Virginia Commonwealth University, Richmond, Virginia, USA.
Sentara Norfolk General Hospitalgrid.415513.7, Department of Pharmacy, Norfolk, Virginia, USA.
Antimicrob Agents Chemother. 2022 Aug 16;66(8):e0004022. doi: 10.1128/aac.00040-22. Epub 2022 Jul 13.
Acute kidney injury (AKI) is a complication associated with vancomycin. Previous studies demonstrated that the combination of vancomycin and piperacillin-tazobactam increases the risk of AKI compared to vancomycin with meropenem or cefepime. These studies did not utilize area under the curve (AUC)-based dosing, which reduces vancomycin exposure and may decrease nephrotoxicity compared with trough-based dosing. This study evaluated the incidence of AKI in patients receiving AUC-dosed vancomycin with either concomitant piperacillin-tazobactam (VPT) or meropenem or cefepime (VMC). This retrospective cohort study included patients admitted to Sentara Norfolk General Hospital between October 2019 and September 2020 who received AUC-dosed vancomycin and concomitant piperacillin-tazobactam, meropenem, or cefepime for at least 48 h. The primary outcome was the incidence of AKI during treatment or within 24 h of discontinuation. A total of 435 patients (VPT, = 331; VMC, = 104) who received a median duration of 4 days of treatment were included. The incidence of AKI was significantly higher with VPT than with VMC (13.6% versus 4.8% [ = 0.014]). Multivariable analysis showed VPT to be an independent risk factor for the development of AKI (odds ratio [OR], 3.00 [95% confidence interval {CI}, 1.15 to 7.76]). VPT was associated with more frequent AKI than VMC, even with the relatively short courses of antimicrobial therapy administered in this population. In comparison with the precedent in the literature for trough-based vancomycin dosing, our results suggest that the use of AUC-based vancomycin dosing in combination with piperacillin-tazobactam, meropenem, or cefepime may result in a lower overall incidence of AKI.
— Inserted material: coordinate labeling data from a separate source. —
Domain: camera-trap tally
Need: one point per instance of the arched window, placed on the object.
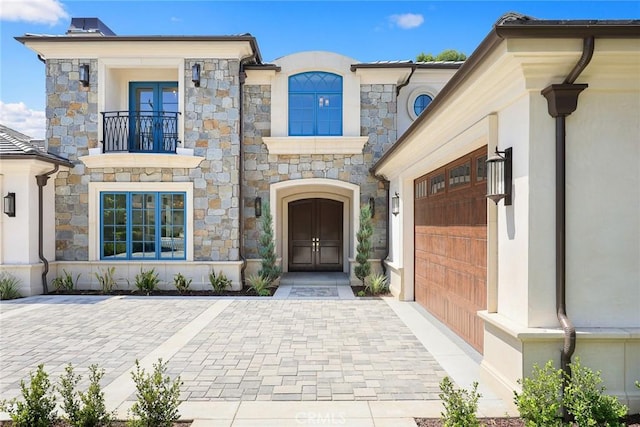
(315, 104)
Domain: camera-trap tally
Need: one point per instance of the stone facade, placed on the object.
(72, 128)
(378, 108)
(212, 128)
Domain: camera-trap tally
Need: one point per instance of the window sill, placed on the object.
(315, 144)
(140, 160)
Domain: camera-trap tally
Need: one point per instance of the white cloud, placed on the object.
(35, 11)
(407, 21)
(19, 117)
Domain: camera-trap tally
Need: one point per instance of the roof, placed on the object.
(15, 145)
(515, 25)
(151, 38)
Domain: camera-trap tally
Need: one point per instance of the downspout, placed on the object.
(385, 182)
(41, 180)
(242, 76)
(400, 86)
(562, 100)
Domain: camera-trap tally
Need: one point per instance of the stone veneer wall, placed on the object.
(72, 128)
(211, 124)
(212, 127)
(378, 122)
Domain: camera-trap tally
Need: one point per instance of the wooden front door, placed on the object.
(315, 235)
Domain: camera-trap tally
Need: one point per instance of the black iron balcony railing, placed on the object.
(140, 131)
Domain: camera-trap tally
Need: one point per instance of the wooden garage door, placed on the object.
(451, 244)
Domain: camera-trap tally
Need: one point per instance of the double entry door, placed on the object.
(315, 235)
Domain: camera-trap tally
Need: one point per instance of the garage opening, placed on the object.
(451, 244)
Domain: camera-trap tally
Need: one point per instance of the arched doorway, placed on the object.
(315, 235)
(346, 194)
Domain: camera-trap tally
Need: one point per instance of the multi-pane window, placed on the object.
(145, 225)
(315, 104)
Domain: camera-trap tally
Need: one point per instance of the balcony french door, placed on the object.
(152, 105)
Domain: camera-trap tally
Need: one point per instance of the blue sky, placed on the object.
(363, 30)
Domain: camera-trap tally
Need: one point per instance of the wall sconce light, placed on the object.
(195, 75)
(395, 204)
(372, 206)
(10, 204)
(84, 74)
(258, 207)
(499, 176)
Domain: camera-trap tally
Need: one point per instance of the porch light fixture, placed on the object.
(395, 204)
(499, 176)
(195, 75)
(84, 74)
(258, 207)
(10, 204)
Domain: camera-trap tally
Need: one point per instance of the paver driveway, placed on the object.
(223, 349)
(248, 362)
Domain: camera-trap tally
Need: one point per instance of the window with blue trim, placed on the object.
(315, 104)
(421, 102)
(141, 226)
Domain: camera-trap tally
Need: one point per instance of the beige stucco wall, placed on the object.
(19, 234)
(603, 207)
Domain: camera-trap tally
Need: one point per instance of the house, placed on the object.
(177, 143)
(28, 221)
(552, 271)
(175, 138)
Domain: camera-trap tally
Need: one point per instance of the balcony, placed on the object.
(140, 132)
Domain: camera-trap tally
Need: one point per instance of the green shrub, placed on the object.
(260, 285)
(377, 284)
(364, 248)
(66, 282)
(84, 409)
(38, 407)
(267, 247)
(181, 283)
(584, 398)
(107, 281)
(9, 286)
(219, 282)
(147, 281)
(460, 405)
(539, 402)
(158, 397)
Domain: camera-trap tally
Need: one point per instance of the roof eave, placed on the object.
(519, 29)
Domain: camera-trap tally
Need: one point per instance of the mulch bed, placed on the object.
(631, 420)
(113, 424)
(245, 292)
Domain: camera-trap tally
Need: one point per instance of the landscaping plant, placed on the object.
(37, 409)
(539, 402)
(219, 282)
(106, 280)
(147, 281)
(260, 285)
(181, 283)
(157, 395)
(364, 249)
(377, 284)
(460, 405)
(84, 409)
(584, 398)
(66, 282)
(267, 247)
(9, 285)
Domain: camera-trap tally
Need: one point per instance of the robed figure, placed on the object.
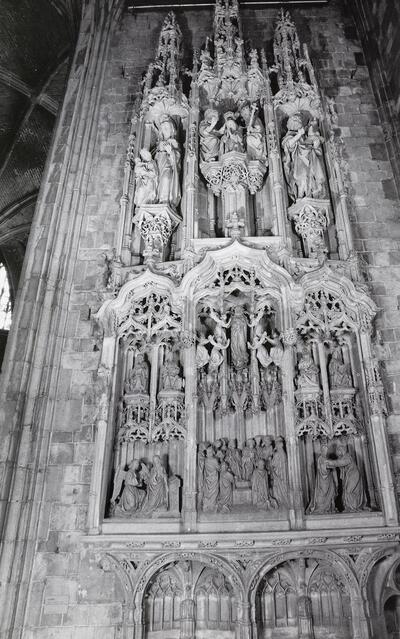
(353, 494)
(210, 481)
(325, 489)
(168, 158)
(156, 488)
(296, 160)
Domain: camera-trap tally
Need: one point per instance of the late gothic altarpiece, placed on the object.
(241, 432)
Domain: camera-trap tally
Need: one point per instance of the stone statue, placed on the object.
(296, 158)
(233, 459)
(210, 489)
(316, 183)
(249, 458)
(226, 483)
(353, 494)
(138, 378)
(156, 487)
(260, 494)
(219, 449)
(255, 144)
(265, 450)
(210, 137)
(132, 496)
(308, 378)
(170, 373)
(202, 355)
(279, 469)
(325, 489)
(219, 343)
(303, 159)
(262, 352)
(146, 179)
(232, 136)
(168, 158)
(339, 372)
(239, 353)
(276, 350)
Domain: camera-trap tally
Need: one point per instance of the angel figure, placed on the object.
(202, 355)
(146, 179)
(262, 353)
(131, 498)
(232, 136)
(219, 343)
(276, 350)
(156, 487)
(221, 321)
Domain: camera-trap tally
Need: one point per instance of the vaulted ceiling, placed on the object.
(37, 39)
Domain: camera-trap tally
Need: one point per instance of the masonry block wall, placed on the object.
(67, 593)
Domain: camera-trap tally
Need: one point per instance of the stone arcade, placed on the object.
(241, 484)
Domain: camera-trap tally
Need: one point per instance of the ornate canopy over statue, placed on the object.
(236, 322)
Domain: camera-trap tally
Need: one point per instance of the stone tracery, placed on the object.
(246, 383)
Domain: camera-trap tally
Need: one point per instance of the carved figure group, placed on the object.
(308, 378)
(326, 490)
(142, 490)
(230, 137)
(339, 371)
(303, 159)
(171, 379)
(158, 180)
(259, 467)
(138, 378)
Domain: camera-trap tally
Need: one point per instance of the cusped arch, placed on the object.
(237, 254)
(355, 300)
(152, 567)
(374, 575)
(334, 560)
(134, 289)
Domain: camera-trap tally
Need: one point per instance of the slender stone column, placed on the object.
(296, 512)
(40, 318)
(190, 475)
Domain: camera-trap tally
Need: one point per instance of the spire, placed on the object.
(165, 70)
(294, 71)
(286, 49)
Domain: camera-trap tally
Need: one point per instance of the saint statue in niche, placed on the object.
(248, 459)
(279, 468)
(168, 158)
(210, 490)
(171, 379)
(210, 137)
(233, 459)
(226, 483)
(187, 616)
(239, 353)
(295, 160)
(325, 490)
(260, 494)
(156, 487)
(316, 186)
(138, 378)
(303, 159)
(308, 378)
(255, 146)
(353, 494)
(232, 136)
(339, 372)
(132, 496)
(146, 179)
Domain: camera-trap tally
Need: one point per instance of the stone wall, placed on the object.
(378, 25)
(69, 596)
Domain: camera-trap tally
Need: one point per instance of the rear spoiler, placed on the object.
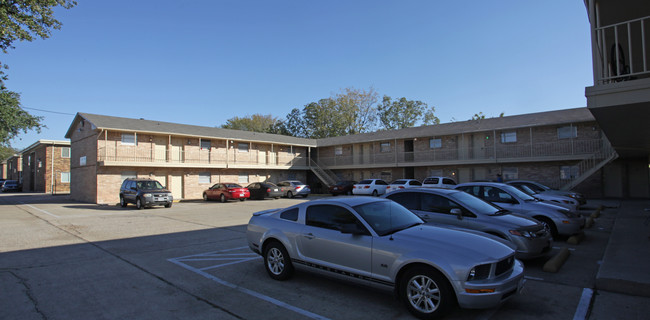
(269, 211)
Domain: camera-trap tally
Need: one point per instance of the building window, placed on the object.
(567, 132)
(509, 173)
(384, 147)
(204, 177)
(128, 139)
(435, 143)
(509, 137)
(569, 172)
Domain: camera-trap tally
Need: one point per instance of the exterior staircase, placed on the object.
(326, 176)
(591, 165)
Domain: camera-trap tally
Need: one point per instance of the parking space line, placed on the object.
(41, 210)
(583, 306)
(223, 256)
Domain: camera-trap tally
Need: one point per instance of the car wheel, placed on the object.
(277, 261)
(426, 293)
(548, 225)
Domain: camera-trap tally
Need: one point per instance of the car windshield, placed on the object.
(386, 217)
(519, 193)
(149, 185)
(476, 204)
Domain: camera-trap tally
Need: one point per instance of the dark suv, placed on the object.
(144, 193)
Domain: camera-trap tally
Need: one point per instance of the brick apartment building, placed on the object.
(46, 167)
(563, 148)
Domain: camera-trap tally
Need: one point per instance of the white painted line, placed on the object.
(583, 306)
(50, 214)
(258, 295)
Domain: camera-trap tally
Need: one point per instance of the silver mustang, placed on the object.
(380, 243)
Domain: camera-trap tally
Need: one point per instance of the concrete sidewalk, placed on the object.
(625, 266)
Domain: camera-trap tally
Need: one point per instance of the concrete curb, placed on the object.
(554, 264)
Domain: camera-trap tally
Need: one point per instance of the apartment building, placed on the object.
(561, 148)
(620, 96)
(187, 159)
(46, 167)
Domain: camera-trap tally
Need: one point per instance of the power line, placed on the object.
(68, 114)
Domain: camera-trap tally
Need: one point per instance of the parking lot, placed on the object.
(61, 259)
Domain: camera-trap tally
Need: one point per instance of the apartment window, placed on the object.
(384, 147)
(509, 137)
(435, 143)
(204, 177)
(510, 173)
(567, 132)
(569, 172)
(128, 139)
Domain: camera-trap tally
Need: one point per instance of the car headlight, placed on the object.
(479, 272)
(522, 233)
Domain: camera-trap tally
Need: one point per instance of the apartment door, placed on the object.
(177, 186)
(408, 151)
(160, 153)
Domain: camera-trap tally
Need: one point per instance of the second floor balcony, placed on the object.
(569, 149)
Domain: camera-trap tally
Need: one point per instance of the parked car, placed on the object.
(225, 192)
(374, 187)
(402, 184)
(542, 189)
(11, 186)
(302, 189)
(558, 220)
(380, 243)
(461, 209)
(262, 190)
(144, 193)
(342, 187)
(566, 202)
(439, 182)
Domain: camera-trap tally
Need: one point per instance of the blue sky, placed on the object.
(203, 62)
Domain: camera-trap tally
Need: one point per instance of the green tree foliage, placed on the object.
(255, 123)
(404, 113)
(13, 119)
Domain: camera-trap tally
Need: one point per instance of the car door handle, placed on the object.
(309, 236)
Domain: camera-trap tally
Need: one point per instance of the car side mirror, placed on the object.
(352, 228)
(457, 212)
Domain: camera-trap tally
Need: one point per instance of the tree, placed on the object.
(13, 119)
(404, 113)
(255, 123)
(24, 20)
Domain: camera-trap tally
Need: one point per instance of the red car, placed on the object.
(226, 191)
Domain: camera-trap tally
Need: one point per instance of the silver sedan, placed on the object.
(460, 209)
(380, 243)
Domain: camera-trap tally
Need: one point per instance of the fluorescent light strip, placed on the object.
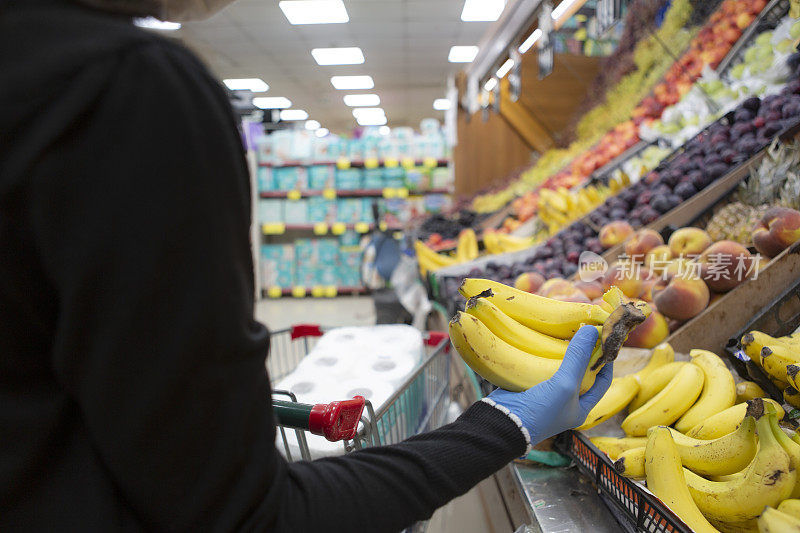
(338, 56)
(256, 85)
(293, 114)
(503, 70)
(441, 104)
(152, 23)
(482, 10)
(462, 54)
(314, 11)
(356, 100)
(530, 41)
(352, 82)
(272, 102)
(562, 8)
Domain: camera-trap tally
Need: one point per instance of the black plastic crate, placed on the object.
(779, 318)
(634, 508)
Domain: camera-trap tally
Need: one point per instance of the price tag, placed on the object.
(299, 292)
(274, 228)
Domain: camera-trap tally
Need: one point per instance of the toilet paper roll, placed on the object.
(377, 392)
(330, 362)
(310, 387)
(389, 368)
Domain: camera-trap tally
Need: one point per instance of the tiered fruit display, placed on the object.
(725, 459)
(516, 340)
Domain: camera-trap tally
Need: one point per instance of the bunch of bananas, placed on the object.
(516, 339)
(500, 243)
(779, 357)
(557, 208)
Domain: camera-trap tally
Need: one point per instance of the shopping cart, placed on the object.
(419, 405)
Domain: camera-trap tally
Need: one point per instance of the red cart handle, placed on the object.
(336, 420)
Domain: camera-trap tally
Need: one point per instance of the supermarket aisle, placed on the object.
(342, 311)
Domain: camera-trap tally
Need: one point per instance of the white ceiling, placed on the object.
(405, 43)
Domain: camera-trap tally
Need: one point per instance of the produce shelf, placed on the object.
(388, 192)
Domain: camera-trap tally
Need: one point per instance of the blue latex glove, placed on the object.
(554, 405)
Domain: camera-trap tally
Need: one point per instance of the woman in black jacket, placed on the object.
(133, 391)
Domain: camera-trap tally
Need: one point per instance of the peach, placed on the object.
(778, 229)
(615, 233)
(628, 277)
(724, 265)
(649, 333)
(592, 289)
(641, 242)
(658, 258)
(689, 242)
(681, 297)
(529, 282)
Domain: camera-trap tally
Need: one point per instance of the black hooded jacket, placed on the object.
(133, 391)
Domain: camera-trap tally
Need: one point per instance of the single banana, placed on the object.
(514, 333)
(502, 364)
(768, 480)
(655, 383)
(668, 405)
(719, 390)
(775, 521)
(665, 479)
(661, 355)
(719, 457)
(725, 422)
(791, 448)
(619, 395)
(747, 390)
(631, 463)
(791, 396)
(614, 446)
(552, 317)
(790, 507)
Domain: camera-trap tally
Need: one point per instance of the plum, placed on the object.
(685, 190)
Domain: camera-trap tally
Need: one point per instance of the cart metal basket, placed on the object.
(420, 404)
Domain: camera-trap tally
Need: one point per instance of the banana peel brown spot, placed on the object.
(615, 330)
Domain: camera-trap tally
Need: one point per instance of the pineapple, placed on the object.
(776, 180)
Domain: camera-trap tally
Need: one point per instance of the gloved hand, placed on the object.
(554, 405)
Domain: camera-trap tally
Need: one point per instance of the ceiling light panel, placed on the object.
(462, 54)
(482, 10)
(272, 102)
(352, 82)
(357, 100)
(293, 114)
(314, 11)
(256, 85)
(338, 56)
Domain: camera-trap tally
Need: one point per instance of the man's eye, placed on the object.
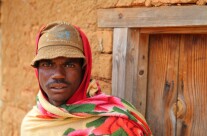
(46, 64)
(69, 65)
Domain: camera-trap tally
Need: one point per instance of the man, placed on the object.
(69, 102)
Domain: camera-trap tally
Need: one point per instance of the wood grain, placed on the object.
(193, 85)
(162, 82)
(169, 16)
(131, 65)
(119, 62)
(141, 92)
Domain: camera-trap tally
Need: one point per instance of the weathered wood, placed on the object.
(162, 82)
(131, 65)
(171, 16)
(119, 61)
(174, 30)
(140, 95)
(192, 90)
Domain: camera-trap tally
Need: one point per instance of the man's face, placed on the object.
(60, 78)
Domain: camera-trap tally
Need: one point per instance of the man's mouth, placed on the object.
(58, 86)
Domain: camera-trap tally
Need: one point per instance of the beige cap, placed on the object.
(59, 39)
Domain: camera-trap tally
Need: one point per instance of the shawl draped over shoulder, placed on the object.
(89, 112)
急性肾损伤(AKI)是万古霉素相关的并发症。先前的研究表明,与万古霉素与美罗培南或头孢吡肟合用相比,万古霉素与哌拉西林他唑巴坦合用会增加 AKI 的风险。这些研究并未使用基于 AUC 的剂量给药,与基于谷值的剂量给药相比,基于 AUC 的剂量给药可降低万古霉素的暴露量,并可能降低肾毒性。本研究评估了接受 AUC 剂量万古霉素与哌拉西林他唑巴坦(VPT)或美罗培南或头孢吡肟(VMC)联合治疗的患者 AKI 的发生率。这项回顾性队列研究纳入了 2019 年 10 月至 2020 年 9 月期间在 Sentara Norfolk 综合医院住院且接受 AUC 剂量万古霉素联合至少 48 小时的哌拉西林他唑巴坦、美罗培南或头孢吡肟治疗的患者。主要结局为治疗期间或停药后 24 小时内 AKI 的发生率。共纳入 435 例患者(VPT,n=331;VMC,n=104),中位治疗时间为 4 天。VPT 组 AKI 的发生率明显高于 VMC 组(13.6%比 4.8%[P=0.014])。多变量分析显示,VPT 是 AKI 发生的独立危险因素(比值比[OR],3.00[95%置信区间{CI},1.15 至 7.76])。即使在该人群中给予相对较短疗程的抗菌治疗,VPT 与 VMC 相比,AKI 的发生率也更高。与文献中关于谷值万古霉素剂量的研究结果相比,我们的结果表明,与哌拉西林他唑巴坦、美罗培南或头孢吡肟联合使用基于 AUC 的万古霉素剂量可能会降低 AKI 的总体发生率。